Interview with Brian Salter
In 1971 Brian was recruited to Milton Keynes by Fred Roche (now MKDC’s General Manager), as Forestry and Conservation Office. Brian describes problems for tree planting in the 1970s: first the dry years and then the disaster of Dutch Elm disease, he says: ‘we had 45,000 dead or dying elm trees’. MK initiated ‘a scientific view’ of tree planting methods. In 1976 Brian notes that the Government relaxed the approval process for projects under £50k and the Landscape Department could then get many projects started; great progress was made on parks when Neil Higson joined MKDC in 1975/76. Brian says: ‘he came along with a …brilliant philosophy for linear parks …the lakes settings came alive’. In 1978 Brian became Manager of the Recreation Unit; he describes some of the organisations MKDC supported, and remembers Teresa Collard, Arts and Entertainments officer at the Council. He coordinated development of MK Bowl, and began promotion of music events there from the early 1980s
Brian comments that Fred Roche had said: ‘If the city is going to be a success, it is going to be its landscape and the trees’. Brian relates an apocryphal story from about 1987, that Mrs Thatcher advised MKDC Chairman Henry Chilver that MKDC should arrange for other bodies than the Borough Concil to take over MKDC’s community assets when it closed down in 1992. MKDC duly set up the ‘community assets disposal programme’, with residuary legatees: a Parks Trust, the Community Foundation, the parishes, and the County Council.
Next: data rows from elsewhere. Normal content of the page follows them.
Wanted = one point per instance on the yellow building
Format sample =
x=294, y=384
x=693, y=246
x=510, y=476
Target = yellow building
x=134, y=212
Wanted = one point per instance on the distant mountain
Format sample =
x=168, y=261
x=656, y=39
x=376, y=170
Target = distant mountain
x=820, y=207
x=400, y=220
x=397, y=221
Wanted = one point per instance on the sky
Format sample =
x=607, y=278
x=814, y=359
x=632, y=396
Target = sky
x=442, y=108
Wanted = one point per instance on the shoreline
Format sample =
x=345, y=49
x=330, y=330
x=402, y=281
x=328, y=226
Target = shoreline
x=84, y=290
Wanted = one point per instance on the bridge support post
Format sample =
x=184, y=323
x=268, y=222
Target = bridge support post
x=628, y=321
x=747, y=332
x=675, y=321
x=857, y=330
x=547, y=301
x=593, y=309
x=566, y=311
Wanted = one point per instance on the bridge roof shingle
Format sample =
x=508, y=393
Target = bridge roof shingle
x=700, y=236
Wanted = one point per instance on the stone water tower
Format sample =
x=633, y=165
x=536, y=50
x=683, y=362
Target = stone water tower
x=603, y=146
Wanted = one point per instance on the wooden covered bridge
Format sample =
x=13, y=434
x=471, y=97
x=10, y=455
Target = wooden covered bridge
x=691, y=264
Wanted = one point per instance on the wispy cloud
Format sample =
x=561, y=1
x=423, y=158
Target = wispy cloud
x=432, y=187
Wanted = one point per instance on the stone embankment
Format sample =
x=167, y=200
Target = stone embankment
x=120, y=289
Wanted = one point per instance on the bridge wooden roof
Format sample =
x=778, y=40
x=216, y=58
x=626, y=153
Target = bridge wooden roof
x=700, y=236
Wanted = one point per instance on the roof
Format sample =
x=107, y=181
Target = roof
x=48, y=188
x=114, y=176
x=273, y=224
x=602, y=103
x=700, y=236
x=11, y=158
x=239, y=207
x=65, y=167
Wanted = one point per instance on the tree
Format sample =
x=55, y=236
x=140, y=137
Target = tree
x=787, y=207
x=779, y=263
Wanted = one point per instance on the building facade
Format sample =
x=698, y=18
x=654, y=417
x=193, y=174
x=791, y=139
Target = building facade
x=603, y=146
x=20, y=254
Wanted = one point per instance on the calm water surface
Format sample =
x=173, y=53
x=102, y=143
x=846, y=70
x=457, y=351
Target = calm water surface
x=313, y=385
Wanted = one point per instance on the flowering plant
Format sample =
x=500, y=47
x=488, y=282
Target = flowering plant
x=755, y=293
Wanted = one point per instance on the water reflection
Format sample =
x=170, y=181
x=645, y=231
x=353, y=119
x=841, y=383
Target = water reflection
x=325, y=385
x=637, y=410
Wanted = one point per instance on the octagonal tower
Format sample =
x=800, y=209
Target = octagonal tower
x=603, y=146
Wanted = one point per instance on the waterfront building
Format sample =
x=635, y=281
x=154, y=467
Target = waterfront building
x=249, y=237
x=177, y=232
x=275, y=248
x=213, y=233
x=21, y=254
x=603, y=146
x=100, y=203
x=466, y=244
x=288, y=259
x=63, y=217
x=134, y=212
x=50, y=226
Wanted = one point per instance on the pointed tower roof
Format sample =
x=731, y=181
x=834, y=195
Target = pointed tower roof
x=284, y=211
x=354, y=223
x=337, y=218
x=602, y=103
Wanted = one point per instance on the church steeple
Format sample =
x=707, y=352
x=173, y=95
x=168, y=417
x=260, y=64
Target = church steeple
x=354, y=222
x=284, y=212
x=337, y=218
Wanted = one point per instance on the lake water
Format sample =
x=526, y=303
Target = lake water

Brian says: ‘The major parks were to go to this new charitable Parks Trust, funded so that they could be operated in perpetuity’. He describes the Trust’s setting up; he became the Parks Trust’s Chief Executive in 1992. Brian is most proud of the vision for MK and the city of trees in the Master Plan: ‘landscape was to be an all-pervading feature …and I believe …we did deliver it’. He comments briefly on aspects of the parks like the concrete cows and tree cathedral, and on income generated from Parks Trust land. Brian says: ‘So [the Parks Trust] maintains agricultural heritage within Milton Keynes and will do so indefinitely’.